A ciência agronômica alinha-se naturalmente a essa lógica, pois nasceu da necessidade de integrar conhecimentos e práticas para produzir de forma racional, evoluindo para reconhecer limites ecológicos e incorporar sustentabilidade como princípio orientador. Por essência, é uma ciência de conexões — entre solo, água, plantas, clima e pessoas — e de tradução da complexidade dos sistemas vivos em soluções aplicáveis aos territórios.
Essa evolução ampliou seu escopo: de uma ciência voltada principalmente à produtividade para outra que integra regeneração, conservação e inclusão social como dimensões inseparáveis do desenvolvimento. Foi essa trajetória que permitiu ao Brasil transformar vastas regiões tropicais com sistemas produtivos baseados em pesquisa, inovação e manejo inteligente — hoje mais preparados para enfrentar os desafios climáticos e sociais do nosso tempo.
Essa trajetória confere à ciência agronômica um papel central na bioeconomia das conexões. Ao combinar observação empírica, modelagem científica e diálogo com os territórios, a agronomia fornece a infraestrutura de conhecimento para articular produção e conservação em bases regenerativas. Sua capacidade de integrar tecnologias emergentes e práticas de manejo adaptadas aos biomas tropicais permite transformar desafios ambientais e sociais em oportunidades de inovação e progresso.
A ABCA, ao propor essa visão, lança um chamado à convergência. Governos, empresas, agricultores, cientistas e comunidades precisam alinhar esforços em torno de uma agenda para transformar conhecimento em soluções concretas nos territórios. Com sua base científica sólida e diversidade biológica sem paralelo, o Brasil tem condições únicas para propor ao mundo um novo pacto entre sociedade e natureza — um modelo de desenvolvimento ancorado na força da ciência, na riqueza dos seus biomas e na capacidade criativa de seu povo, capaz de gerar prosperidade com regeneração.

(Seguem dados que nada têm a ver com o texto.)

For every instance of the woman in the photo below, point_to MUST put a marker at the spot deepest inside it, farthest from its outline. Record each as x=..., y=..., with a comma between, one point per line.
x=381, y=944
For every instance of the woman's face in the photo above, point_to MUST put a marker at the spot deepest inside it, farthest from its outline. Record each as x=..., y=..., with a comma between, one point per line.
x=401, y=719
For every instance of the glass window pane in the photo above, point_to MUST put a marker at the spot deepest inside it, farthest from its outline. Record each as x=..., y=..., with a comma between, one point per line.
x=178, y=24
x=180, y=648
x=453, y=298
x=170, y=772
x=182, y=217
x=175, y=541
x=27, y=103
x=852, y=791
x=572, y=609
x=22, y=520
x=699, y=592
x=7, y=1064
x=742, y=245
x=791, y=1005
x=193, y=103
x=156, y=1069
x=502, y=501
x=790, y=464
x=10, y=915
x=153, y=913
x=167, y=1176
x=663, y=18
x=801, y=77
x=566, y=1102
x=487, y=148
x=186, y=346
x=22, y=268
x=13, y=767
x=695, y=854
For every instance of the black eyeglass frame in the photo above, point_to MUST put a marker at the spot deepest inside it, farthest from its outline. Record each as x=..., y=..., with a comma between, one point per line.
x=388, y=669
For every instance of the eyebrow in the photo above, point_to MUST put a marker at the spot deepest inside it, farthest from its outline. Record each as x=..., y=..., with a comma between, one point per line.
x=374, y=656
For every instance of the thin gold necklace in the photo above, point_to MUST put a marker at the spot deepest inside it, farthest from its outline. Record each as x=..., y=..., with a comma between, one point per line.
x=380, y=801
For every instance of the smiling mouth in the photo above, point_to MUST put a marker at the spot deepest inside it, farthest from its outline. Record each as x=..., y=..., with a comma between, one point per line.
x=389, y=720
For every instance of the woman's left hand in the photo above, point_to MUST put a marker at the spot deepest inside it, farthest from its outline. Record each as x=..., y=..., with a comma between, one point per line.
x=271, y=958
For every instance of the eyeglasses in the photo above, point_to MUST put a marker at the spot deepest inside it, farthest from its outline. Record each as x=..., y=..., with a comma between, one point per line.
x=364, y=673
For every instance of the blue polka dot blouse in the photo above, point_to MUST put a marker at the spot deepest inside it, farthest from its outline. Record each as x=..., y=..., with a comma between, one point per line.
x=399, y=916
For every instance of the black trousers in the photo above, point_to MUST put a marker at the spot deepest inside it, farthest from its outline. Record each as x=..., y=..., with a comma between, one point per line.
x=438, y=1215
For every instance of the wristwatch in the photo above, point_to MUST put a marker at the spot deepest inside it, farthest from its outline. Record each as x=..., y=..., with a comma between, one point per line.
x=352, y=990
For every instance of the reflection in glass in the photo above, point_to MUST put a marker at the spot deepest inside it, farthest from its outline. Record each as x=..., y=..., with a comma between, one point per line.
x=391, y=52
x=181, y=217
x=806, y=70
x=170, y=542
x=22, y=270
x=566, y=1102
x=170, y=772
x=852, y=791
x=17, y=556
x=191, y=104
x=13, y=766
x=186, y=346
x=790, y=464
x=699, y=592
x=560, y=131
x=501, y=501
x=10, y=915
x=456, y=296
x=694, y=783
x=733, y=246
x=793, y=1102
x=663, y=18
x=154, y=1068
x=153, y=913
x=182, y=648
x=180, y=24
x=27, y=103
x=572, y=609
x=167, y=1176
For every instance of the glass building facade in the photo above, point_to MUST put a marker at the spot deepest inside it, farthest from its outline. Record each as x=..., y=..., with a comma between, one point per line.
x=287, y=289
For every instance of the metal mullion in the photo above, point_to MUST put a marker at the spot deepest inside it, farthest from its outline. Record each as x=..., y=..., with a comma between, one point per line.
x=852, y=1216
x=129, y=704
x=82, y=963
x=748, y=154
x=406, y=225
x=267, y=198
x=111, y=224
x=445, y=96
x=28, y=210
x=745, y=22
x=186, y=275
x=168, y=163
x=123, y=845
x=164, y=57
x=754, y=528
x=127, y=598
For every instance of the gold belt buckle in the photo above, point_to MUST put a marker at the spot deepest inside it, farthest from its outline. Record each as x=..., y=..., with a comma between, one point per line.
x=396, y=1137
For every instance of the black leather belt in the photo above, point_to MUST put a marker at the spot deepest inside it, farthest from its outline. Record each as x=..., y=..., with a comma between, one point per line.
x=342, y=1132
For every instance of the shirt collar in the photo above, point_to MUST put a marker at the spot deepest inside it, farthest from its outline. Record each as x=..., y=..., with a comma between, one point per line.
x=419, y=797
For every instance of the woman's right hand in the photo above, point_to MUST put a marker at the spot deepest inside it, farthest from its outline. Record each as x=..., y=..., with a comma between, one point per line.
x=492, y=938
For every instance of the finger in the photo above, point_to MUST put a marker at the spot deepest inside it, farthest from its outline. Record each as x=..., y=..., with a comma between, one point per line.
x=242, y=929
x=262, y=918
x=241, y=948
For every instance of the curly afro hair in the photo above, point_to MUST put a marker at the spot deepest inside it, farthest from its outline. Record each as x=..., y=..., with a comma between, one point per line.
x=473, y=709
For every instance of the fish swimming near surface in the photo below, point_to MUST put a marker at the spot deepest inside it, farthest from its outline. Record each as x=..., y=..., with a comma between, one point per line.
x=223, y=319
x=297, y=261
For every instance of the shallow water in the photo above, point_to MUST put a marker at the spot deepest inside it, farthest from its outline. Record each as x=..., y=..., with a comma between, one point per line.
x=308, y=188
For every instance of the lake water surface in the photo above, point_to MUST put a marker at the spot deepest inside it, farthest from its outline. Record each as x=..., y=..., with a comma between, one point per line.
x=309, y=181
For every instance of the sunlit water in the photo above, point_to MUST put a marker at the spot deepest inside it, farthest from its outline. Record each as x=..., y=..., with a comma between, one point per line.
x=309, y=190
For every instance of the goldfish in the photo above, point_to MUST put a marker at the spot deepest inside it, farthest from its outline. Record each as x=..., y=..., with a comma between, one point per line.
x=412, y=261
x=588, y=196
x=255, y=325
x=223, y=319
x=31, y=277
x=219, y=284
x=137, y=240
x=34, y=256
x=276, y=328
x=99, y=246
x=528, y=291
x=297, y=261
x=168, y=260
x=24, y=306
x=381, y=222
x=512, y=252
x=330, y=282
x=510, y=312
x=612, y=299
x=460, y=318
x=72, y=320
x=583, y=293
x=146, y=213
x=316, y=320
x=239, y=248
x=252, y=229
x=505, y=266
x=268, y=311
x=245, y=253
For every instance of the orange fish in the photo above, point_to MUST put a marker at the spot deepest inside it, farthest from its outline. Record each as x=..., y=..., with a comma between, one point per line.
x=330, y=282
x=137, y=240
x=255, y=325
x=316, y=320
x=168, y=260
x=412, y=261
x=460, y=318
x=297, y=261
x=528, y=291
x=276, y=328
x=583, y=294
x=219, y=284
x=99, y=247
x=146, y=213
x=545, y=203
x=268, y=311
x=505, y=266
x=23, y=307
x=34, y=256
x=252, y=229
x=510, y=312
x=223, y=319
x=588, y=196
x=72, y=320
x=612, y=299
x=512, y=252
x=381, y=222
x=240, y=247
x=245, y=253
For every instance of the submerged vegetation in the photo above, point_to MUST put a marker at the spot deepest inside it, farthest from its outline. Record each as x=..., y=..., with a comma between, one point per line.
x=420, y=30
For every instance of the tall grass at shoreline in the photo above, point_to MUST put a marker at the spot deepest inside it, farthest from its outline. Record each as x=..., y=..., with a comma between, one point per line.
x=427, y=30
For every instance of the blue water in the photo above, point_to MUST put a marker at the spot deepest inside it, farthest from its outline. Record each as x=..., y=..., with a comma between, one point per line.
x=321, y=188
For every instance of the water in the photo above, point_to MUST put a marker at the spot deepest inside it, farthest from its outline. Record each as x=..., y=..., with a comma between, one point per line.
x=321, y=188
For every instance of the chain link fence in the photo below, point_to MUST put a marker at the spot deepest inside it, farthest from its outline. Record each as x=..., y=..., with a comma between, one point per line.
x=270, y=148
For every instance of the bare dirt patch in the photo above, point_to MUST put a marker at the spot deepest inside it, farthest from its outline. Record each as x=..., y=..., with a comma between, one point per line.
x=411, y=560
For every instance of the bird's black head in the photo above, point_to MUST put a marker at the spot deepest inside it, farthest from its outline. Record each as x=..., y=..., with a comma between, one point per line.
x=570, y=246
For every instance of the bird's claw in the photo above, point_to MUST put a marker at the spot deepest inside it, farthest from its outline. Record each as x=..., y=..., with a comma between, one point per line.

A COP30 pode marcar o momento em que o Brasil apresenta ao mundo um novo paradigma — não baseado na competição por recursos finitos, mas na integração entre biodiversidade, conhecimento e desenvolvimento humano. A bioeconomia das conexões propõe unir produção e conservação, ciência e sociedade, convertendo a inteligência dos trópicos em soluções para um mundo em transição.